Data Critique

In creating the metadata standard, what are the ontological choices made by the government? What are the implications of these bureaucratic imaginations?

1. Data Generation and Original Sources

This dataset was generated through the Common Core of Data program (CCD) and is ultimately managed by the National Center for Education Statistics (NCES). The CCD annually collects administrative and fiscal data on all public schools, school districts, and state education agencies in the U.S. This data is supplied by state education agency officials, who also provide basic directory information for the schools and their respective districts, student demographics, number of teachers, and school grade span. Additionally, the dataset includes the specific longitude and latitude for public schools.

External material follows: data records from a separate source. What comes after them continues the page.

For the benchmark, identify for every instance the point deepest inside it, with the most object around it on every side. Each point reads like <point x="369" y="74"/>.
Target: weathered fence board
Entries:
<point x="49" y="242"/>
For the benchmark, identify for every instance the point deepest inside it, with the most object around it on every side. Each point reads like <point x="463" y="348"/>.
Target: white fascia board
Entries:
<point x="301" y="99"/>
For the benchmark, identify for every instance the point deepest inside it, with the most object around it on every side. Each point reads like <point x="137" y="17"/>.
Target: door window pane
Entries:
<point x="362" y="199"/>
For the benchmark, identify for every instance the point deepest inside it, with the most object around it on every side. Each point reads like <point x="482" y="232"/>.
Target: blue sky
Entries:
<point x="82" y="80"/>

The CCD is made up of five main collections and a few supplemental ones, which are divided into two categories: nonfiscal and fiscal. The nonfiscal side focuses on school directories, enrollment numbers, staffing, and special programs, while the fiscal side looks at funding and expenditures. The nonfiscal collections include the Public Elementary/Secondary School Universe, Local Education Agency Universe, and State Nonfiscal Public Elementary/Secondary Education Data.

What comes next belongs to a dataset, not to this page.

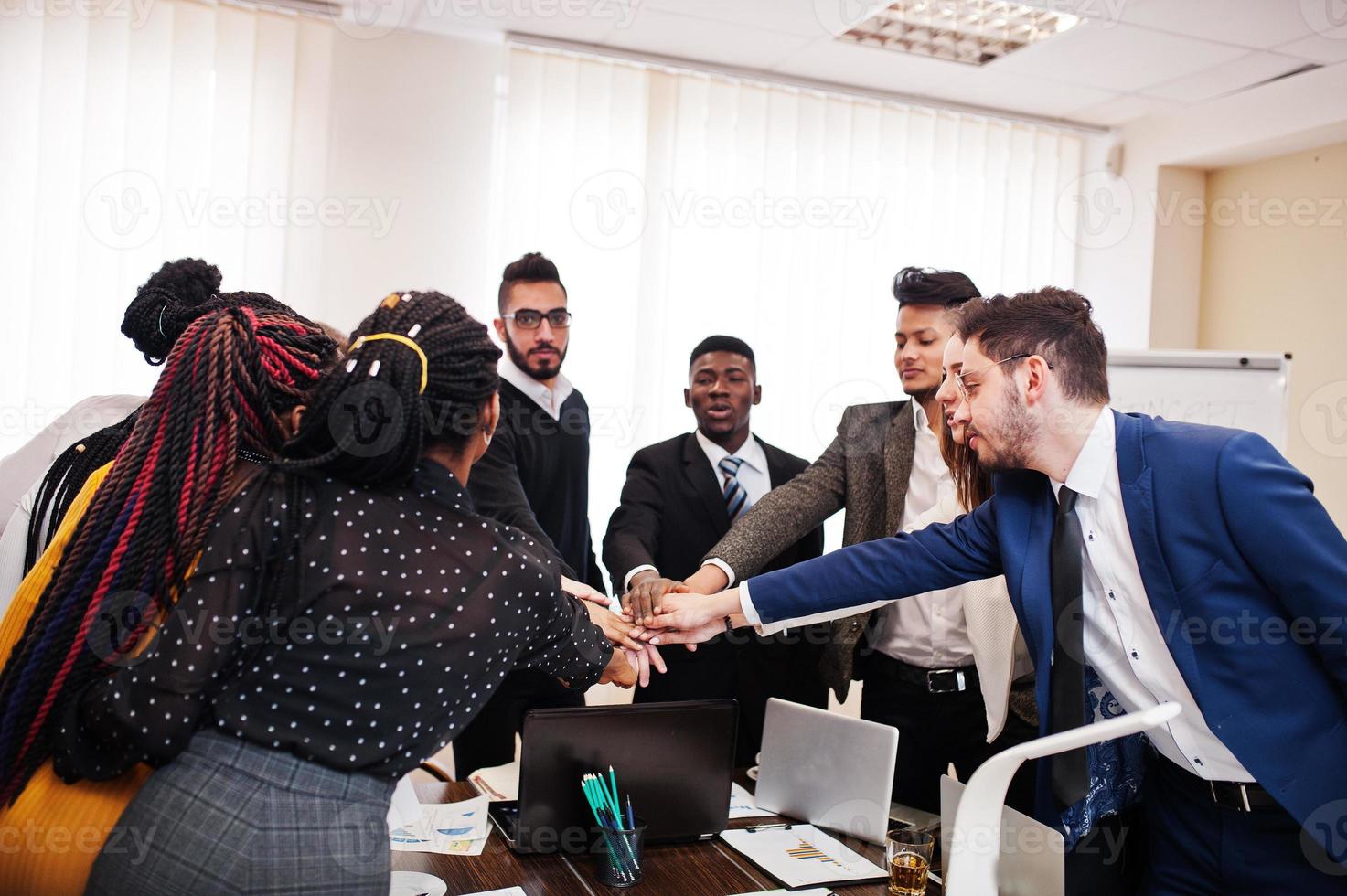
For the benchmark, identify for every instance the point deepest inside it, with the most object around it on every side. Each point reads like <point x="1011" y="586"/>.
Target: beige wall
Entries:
<point x="1275" y="278"/>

All nonfiscal data (enrollment, staffing, lunch eligibility, and special education participation) begins with State Education Agencies (SEAs). These agencies gather and submit data through EDFacts, the Department of Education’s centralized data system. EDFacts enforces consistent file specifications such as variables, formats, and categories. The data is verified and organized, then released at three levels: state, local education agency (LEA), and school. Finally, all content, including the release notes and documentation, is made public through the CCD Reference Library and Elementary/Secondary Information System (ElSi).

2. Dataset Funding

The NCES’s primary role is to act as the federal entity responsible for collecting, analyzing, and reporting data related to education in the United States and other nations. The dataset’s creation is funded by the U.S. Department of Education’s Institute of Education Sciences (IES). To provide funds to the NCES, IES receives funds from the U.S. federal government, specifically the Department of Education. NCES is located within the IES, and NCES enables the Department of Education to fulfill the mandated requirements of providing full reports and complete statistics on education in the U.S. for audiences, such as Congress, the states, educational policymakers, practitioners, and general data users, to have access to high-quality data and improve education needs. NCES staff recently received an allocation of $35 billion in Federal aid to continue carrying out their duties of collecting data on U.S. education. This federal funding is crucial as the data collection, variables, and categories are directly tied to national policy goals, federal law, and congressional mandates.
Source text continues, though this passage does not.